NHS Improvement advocates the use of ‘safety huddles’ to support effective communication at key points in the care of individuals, to improve safety.

Chizo added: “Effective safety huddles involve agreed actions, are informed by visual feedback of data and provide the opportunity to celebrate success in reducing harm.

“Huddles help clinical colleagues prioritise patient care and focus on patient safety. They provide the opportunity to discuss any safety events that have occurred, how the event happened, and how to prevent recurrences.

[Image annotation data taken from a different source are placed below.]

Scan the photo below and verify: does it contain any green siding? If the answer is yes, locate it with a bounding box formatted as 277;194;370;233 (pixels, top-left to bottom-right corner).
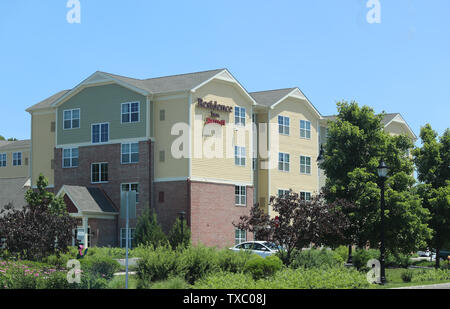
57;84;147;145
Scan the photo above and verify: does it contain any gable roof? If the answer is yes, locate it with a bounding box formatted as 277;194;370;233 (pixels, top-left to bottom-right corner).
58;185;117;214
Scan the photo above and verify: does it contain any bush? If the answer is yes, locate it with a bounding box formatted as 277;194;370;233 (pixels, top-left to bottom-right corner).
179;245;219;284
244;255;283;280
80;255;120;279
401;270;414;282
290;249;344;269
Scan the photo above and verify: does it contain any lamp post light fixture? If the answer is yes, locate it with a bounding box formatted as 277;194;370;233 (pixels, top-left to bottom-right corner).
377;160;389;284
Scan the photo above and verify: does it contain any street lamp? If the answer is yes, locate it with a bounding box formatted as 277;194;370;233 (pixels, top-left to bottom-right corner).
377;160;389;284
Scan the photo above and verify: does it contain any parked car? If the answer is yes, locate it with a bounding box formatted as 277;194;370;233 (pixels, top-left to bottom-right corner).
230;241;280;257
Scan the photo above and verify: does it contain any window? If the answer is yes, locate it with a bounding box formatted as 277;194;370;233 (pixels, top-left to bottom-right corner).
278;152;290;172
300;120;311;139
158;192;164;203
64;108;80;130
278;189;291;198
91;163;108;183
121;183;139;204
121;143;139;164
300;156;311;174
92;123;109;144
13;152;22;166
234;107;245;126
0;153;6;167
234;229;247;245
278;116;290;135
234;186;247;206
122;102;139;123
234;146;246;166
300;192;311;201
63;148;78;168
120;228;136;248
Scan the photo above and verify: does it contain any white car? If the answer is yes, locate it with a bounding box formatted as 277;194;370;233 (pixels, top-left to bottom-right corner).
230;241;280;257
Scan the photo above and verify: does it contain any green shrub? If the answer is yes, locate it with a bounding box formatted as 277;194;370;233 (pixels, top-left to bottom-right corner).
137;247;180;288
178;245;219;284
151;277;191;290
80;255;120;279
244;255;283;280
290;249;344;269
400;270;414;282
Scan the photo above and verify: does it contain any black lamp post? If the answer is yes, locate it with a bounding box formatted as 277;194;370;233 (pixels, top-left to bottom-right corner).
378;160;389;284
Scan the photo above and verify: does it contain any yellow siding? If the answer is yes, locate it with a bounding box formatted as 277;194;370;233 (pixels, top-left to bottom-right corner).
31;110;56;186
270;98;319;211
0;148;30;178
191;81;253;184
152;96;189;179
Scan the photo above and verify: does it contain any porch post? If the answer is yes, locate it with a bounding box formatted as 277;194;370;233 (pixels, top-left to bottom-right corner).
83;216;89;248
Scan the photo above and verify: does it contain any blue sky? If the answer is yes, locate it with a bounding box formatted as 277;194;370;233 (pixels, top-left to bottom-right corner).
0;0;450;139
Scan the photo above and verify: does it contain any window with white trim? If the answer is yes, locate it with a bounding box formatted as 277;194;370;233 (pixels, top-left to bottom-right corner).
122;102;140;123
300;156;311;175
64;108;80;130
92;123;109;144
300;120;311;139
278;152;290;172
234;106;246;127
234;146;246;166
121;143;139;164
63;148;78;168
91;163;108;183
278;116;290;135
278;189;291;198
120;228;136;248
0;153;6;167
13;152;22;166
300;192;311;201
234;229;247;245
121;183;139;204
234;186;247;206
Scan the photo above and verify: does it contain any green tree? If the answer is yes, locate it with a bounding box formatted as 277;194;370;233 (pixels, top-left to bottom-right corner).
321;101;431;253
168;218;191;249
135;210;168;248
413;124;450;268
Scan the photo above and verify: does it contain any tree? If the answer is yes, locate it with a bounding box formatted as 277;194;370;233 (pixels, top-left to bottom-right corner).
0;177;76;260
234;191;352;263
321;101;431;254
168;218;191;249
135;210;168;248
413;124;450;268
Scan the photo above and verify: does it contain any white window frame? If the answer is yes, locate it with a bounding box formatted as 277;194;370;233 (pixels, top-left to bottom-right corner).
234;146;247;167
278;152;291;173
120;143;139;164
300;191;312;201
278;115;291;136
0;153;8;167
91;162;109;184
300;120;311;140
120;101;141;124
234;185;247;206
11;151;23;166
62;148;80;168
120;182;139;204
91;122;110;145
120;228;136;248
300;156;312;175
63;108;81;130
234;229;247;246
234;106;247;127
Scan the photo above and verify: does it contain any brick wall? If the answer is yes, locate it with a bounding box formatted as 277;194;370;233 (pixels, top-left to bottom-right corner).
191;182;253;248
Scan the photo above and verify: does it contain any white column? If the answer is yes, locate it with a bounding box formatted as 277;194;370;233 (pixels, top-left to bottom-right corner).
83;216;88;248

“There is research evidence that they improve patient safety. In one organisation so far, 6,051 falls have been prevented. Based on cost estimates from NHS Improvement, this equates to £15.7 million in avoided healthcare costs for Yorkshire and a return on investment of 107 per cent.”

Chizo is encouraging all teams to embrace safety huddles as they complement and enhance other safety measures in place and link into both the safety plan and the quality plan.

“Safety huddles are an ever more important part of how we create the conditions for outstanding care in our clinical services,” added Chizo. “They help to reinforce team working, prevent harm and improve the patient experience.”